# Representational Learning
Whereas traditional feature engineering required hand-made features to be created for the downstream prediction task; representational learning attempts to achieve efficient, task-independent, automatic, feature learning for machine learning with graphs. The idea is to map an aspect of the graph into a $d$-dimensional vector (embedding space), capturing the underlying structure.

![image.png](attachment:image.png)

This embedding space is suppose to reflect the original aspects themselves, thereby similarities within the embeddings indicate similarity in the original structures.

## Node Embedding
For node-level tasks, with the goal of encoding nodes into an embedding space such that their similarity, evaluated by dot product, approximate similarity in the graph; the **Encoder Decoder Framework** is used.

![image-2.png](attachment:image-2.png)
1. Encoder, $\text{ENC}:(u)\rightarrow \mathbb{R}^d=z_u$, maps from nodes to embeddings
2. Node similarity function, $\text{similarity}:(u,v)\rightarrow\mathbb{R}$, measures the similarity between nodes in the original network.
3. Decoder, $\text{DEC}:(z_u,z_v)\rightarrow\mathbb{R}$, maps embeddings to teh similarity score (most commonly $\text{DEC}(z_u,z_v)=z_u^Tz_v$).
4. Optimize the parameters of the encoder such that $\text{similarity}(u,v)\approx\text{DEC}(z_u,z_v)$

### Shallow Encoding
The simplest encoding approach is an "embedding-lookup", $\text{ENC}(u)=z_u = Z\cdot \mathcal{V}_u,\;Z\in\mathbb{R}^d\times\mathbb{R}^{|V|},\;\mathcal{V}_u\in\text{indicator}^{|V|}$, where a large matrix is learned where column $i$ corresponds to the $i^{th}$ node embedding ($\mathcal{V}_i$ is then simply a vector with all zeros except in the $i^{th}$ element where is it 1).

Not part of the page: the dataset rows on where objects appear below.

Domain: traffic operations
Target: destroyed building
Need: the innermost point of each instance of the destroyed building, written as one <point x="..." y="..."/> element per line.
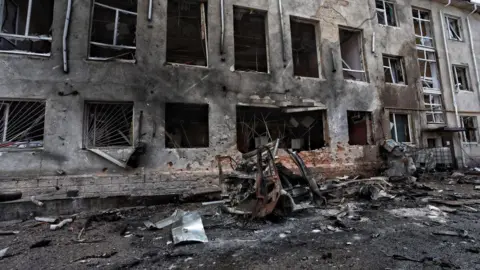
<point x="88" y="86"/>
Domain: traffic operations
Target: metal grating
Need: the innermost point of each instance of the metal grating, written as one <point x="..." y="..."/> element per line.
<point x="22" y="124"/>
<point x="108" y="124"/>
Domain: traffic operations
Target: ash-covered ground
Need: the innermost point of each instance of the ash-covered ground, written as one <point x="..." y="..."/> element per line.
<point x="432" y="224"/>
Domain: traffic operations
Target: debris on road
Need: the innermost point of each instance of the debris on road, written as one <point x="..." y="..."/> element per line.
<point x="61" y="224"/>
<point x="47" y="219"/>
<point x="35" y="201"/>
<point x="189" y="229"/>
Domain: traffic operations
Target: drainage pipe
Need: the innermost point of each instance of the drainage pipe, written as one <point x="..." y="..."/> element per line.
<point x="65" y="35"/>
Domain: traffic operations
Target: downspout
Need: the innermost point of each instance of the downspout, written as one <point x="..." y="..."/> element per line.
<point x="222" y="18"/>
<point x="450" y="77"/>
<point x="65" y="35"/>
<point x="280" y="13"/>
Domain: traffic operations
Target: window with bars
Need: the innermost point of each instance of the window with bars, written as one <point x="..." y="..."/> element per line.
<point x="113" y="30"/>
<point x="400" y="127"/>
<point x="352" y="54"/>
<point x="454" y="27"/>
<point x="433" y="105"/>
<point x="304" y="48"/>
<point x="108" y="124"/>
<point x="21" y="124"/>
<point x="394" y="70"/>
<point x="460" y="76"/>
<point x="470" y="124"/>
<point x="26" y="26"/>
<point x="423" y="27"/>
<point x="386" y="13"/>
<point x="428" y="68"/>
<point x="187" y="38"/>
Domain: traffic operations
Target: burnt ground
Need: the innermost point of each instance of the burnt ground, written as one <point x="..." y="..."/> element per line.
<point x="397" y="233"/>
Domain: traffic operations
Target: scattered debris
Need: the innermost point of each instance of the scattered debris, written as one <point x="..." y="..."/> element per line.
<point x="9" y="232"/>
<point x="189" y="229"/>
<point x="176" y="216"/>
<point x="47" y="219"/>
<point x="41" y="243"/>
<point x="3" y="252"/>
<point x="61" y="224"/>
<point x="35" y="201"/>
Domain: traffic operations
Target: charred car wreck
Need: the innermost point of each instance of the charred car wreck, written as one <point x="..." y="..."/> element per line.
<point x="259" y="186"/>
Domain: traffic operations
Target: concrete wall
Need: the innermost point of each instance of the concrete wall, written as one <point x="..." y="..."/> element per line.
<point x="151" y="82"/>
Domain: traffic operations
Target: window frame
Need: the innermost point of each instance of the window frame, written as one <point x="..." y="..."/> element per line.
<point x="105" y="45"/>
<point x="26" y="35"/>
<point x="431" y="110"/>
<point x="467" y="86"/>
<point x="85" y="138"/>
<point x="418" y="19"/>
<point x="409" y="124"/>
<point x="390" y="67"/>
<point x="385" y="14"/>
<point x="204" y="32"/>
<point x="458" y="21"/>
<point x="464" y="133"/>
<point x="362" y="56"/>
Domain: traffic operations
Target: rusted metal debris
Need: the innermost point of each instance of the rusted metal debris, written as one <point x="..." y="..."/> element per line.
<point x="261" y="187"/>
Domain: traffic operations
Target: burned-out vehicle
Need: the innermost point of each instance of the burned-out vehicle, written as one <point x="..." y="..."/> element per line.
<point x="260" y="186"/>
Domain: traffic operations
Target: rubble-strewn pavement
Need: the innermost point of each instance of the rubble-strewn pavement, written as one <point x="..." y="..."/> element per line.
<point x="410" y="231"/>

![image-3.png](attachment:image-3.png)

Note that this approach is not very scalable as $Z$ increases with the number of nodes in the network.

#### DeepWalk
This choice of encoder relies on the idea of **random walks** (from an initial node $u$, using some randomising algorithm move to neighbouring nodes, and after $l$ iterations record the path taken) being an (un/self-)supervised way of learning the node embeddings (task independent as not labels/features are utilized) which preserves network structures within the embedding (local and higher-order neighbourhood information), and does not require all node pairs to be considered (only neeed to consider pairs that co-occur on random walks).

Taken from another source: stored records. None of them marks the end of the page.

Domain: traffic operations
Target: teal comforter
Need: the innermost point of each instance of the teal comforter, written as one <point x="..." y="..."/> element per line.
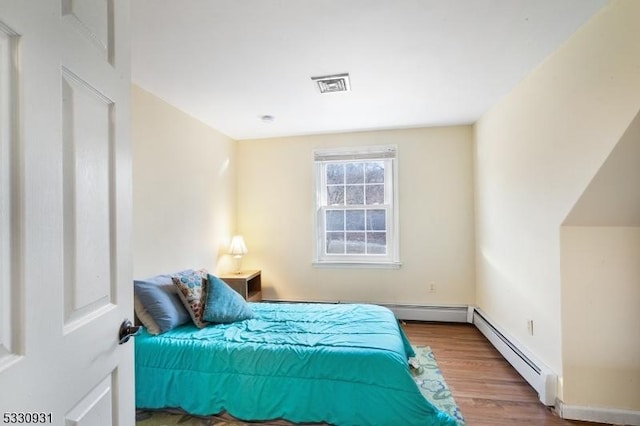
<point x="343" y="364"/>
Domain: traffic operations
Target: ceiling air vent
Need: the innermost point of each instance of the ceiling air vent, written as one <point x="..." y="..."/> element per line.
<point x="333" y="83"/>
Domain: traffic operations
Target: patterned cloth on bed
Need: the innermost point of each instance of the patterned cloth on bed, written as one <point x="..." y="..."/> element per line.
<point x="344" y="364"/>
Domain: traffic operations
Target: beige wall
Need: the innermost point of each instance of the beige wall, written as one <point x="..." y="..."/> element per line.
<point x="276" y="210"/>
<point x="600" y="334"/>
<point x="536" y="152"/>
<point x="183" y="189"/>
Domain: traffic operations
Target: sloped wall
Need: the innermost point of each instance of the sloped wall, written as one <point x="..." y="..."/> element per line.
<point x="536" y="152"/>
<point x="600" y="252"/>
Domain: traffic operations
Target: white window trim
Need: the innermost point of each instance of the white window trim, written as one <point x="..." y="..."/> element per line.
<point x="392" y="259"/>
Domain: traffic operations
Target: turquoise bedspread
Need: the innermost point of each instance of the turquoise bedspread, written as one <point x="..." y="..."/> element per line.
<point x="343" y="364"/>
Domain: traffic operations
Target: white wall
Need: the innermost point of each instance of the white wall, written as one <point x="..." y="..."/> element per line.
<point x="536" y="152"/>
<point x="276" y="210"/>
<point x="183" y="189"/>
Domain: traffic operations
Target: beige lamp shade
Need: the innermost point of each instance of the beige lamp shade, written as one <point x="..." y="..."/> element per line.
<point x="238" y="248"/>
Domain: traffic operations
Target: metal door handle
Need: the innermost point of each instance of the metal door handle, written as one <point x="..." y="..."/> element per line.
<point x="127" y="330"/>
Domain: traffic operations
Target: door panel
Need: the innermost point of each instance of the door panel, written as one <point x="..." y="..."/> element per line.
<point x="65" y="211"/>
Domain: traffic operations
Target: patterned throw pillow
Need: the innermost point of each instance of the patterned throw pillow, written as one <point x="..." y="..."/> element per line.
<point x="192" y="289"/>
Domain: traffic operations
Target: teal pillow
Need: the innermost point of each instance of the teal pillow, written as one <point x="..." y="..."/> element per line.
<point x="224" y="304"/>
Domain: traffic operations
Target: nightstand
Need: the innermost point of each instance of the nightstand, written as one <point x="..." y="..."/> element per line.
<point x="247" y="283"/>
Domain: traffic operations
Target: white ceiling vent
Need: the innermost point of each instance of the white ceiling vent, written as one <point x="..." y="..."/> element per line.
<point x="333" y="83"/>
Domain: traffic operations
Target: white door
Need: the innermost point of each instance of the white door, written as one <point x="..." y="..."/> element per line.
<point x="65" y="213"/>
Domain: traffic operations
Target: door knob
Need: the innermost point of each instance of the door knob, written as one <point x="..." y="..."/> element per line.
<point x="127" y="330"/>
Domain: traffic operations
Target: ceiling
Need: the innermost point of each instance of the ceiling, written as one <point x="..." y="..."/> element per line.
<point x="412" y="63"/>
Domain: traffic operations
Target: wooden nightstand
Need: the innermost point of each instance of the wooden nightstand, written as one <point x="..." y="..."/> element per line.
<point x="247" y="283"/>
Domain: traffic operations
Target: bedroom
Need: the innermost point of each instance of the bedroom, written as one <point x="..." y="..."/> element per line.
<point x="512" y="213"/>
<point x="454" y="170"/>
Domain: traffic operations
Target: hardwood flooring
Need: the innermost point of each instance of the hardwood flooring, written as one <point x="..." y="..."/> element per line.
<point x="487" y="389"/>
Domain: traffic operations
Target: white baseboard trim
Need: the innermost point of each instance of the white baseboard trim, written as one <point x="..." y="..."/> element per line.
<point x="536" y="373"/>
<point x="428" y="313"/>
<point x="600" y="415"/>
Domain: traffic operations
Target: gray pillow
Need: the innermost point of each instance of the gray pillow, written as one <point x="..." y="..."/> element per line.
<point x="159" y="297"/>
<point x="224" y="304"/>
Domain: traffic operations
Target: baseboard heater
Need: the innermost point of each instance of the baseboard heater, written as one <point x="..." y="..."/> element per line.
<point x="429" y="313"/>
<point x="533" y="371"/>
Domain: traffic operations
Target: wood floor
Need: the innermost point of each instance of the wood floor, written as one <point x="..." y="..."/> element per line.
<point x="486" y="388"/>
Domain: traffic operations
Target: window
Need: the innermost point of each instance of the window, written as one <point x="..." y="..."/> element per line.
<point x="356" y="209"/>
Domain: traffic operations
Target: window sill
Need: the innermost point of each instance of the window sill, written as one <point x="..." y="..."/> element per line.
<point x="357" y="265"/>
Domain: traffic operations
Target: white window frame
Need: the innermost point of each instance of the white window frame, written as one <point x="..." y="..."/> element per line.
<point x="322" y="157"/>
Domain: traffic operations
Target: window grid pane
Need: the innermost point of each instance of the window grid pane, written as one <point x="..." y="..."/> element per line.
<point x="355" y="198"/>
<point x="355" y="231"/>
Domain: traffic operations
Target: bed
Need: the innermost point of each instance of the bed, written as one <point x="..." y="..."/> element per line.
<point x="342" y="364"/>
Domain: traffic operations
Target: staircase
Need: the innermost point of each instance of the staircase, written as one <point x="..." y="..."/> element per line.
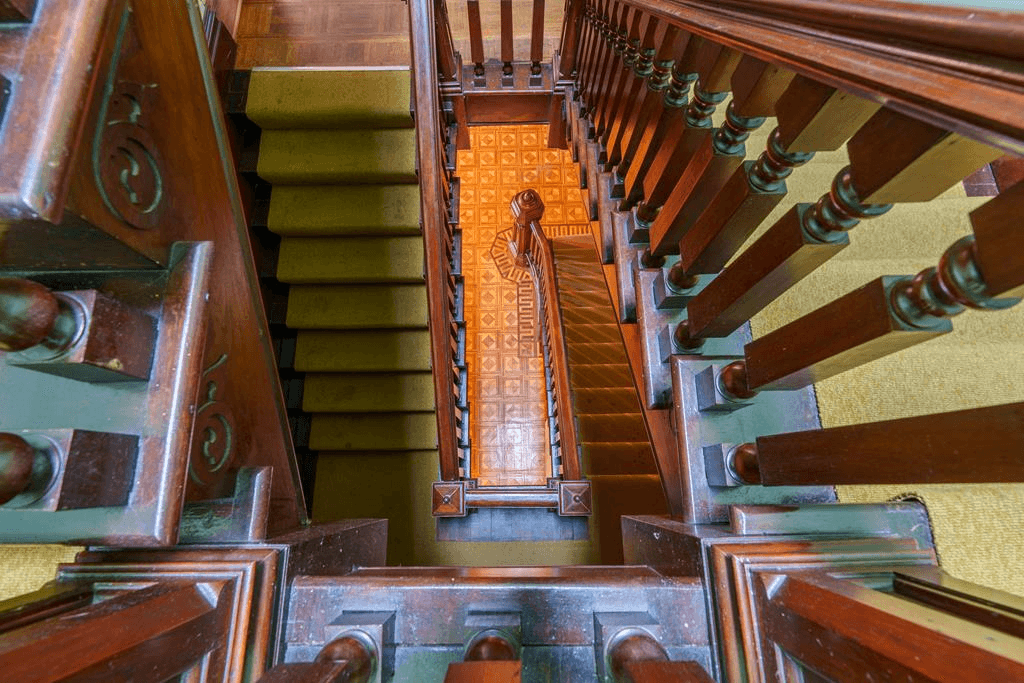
<point x="339" y="151"/>
<point x="616" y="453"/>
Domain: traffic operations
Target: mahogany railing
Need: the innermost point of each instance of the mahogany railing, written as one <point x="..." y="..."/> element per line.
<point x="532" y="250"/>
<point x="435" y="135"/>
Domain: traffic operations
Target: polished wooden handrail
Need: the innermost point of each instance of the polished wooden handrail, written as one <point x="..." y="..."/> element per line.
<point x="531" y="248"/>
<point x="434" y="222"/>
<point x="954" y="67"/>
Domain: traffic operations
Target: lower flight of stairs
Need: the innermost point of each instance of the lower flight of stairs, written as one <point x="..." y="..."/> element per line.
<point x="339" y="152"/>
<point x="616" y="453"/>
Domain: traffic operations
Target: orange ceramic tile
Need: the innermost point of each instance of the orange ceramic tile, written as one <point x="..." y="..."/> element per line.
<point x="508" y="406"/>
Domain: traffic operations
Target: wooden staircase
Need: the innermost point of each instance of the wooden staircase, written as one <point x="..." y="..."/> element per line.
<point x="612" y="436"/>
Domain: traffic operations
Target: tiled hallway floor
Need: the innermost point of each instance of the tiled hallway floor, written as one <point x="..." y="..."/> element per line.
<point x="508" y="408"/>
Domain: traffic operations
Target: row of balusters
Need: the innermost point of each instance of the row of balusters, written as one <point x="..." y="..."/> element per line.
<point x="507" y="35"/>
<point x="456" y="296"/>
<point x="648" y="90"/>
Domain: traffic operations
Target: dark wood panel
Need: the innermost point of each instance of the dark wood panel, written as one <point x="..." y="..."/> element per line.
<point x="929" y="449"/>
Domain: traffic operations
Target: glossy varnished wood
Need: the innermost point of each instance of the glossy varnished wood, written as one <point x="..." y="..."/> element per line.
<point x="923" y="450"/>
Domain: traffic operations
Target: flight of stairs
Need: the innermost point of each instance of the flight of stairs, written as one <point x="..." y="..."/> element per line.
<point x="339" y="150"/>
<point x="616" y="453"/>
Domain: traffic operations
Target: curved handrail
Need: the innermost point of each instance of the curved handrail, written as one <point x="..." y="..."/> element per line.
<point x="532" y="248"/>
<point x="956" y="68"/>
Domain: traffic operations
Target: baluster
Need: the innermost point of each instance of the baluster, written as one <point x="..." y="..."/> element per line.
<point x="475" y="37"/>
<point x="715" y="66"/>
<point x="537" y="38"/>
<point x="595" y="42"/>
<point x="812" y="117"/>
<point x="892" y="157"/>
<point x="647" y="115"/>
<point x="756" y="87"/>
<point x="507" y="55"/>
<point x="613" y="37"/>
<point x="665" y="121"/>
<point x="570" y="39"/>
<point x="627" y="49"/>
<point x="448" y="62"/>
<point x="929" y="449"/>
<point x="633" y="99"/>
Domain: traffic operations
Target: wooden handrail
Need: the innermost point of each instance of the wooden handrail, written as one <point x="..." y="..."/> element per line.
<point x="433" y="218"/>
<point x="532" y="248"/>
<point x="955" y="68"/>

By first defining the similarity function as "the probability that nodes $u$ and $v$ co-occur on a random walk over the graph", and the decoder as $z_u^Tz_v$; an embedding can be created by estimating the probability of visiting node $v$ on a random walk starting from node $u$ using some random algorithm $R$, $\mathbb{P}(v|u)$, and optimizing the embedding to encode these random statistics towards $z_u^Tz_v$.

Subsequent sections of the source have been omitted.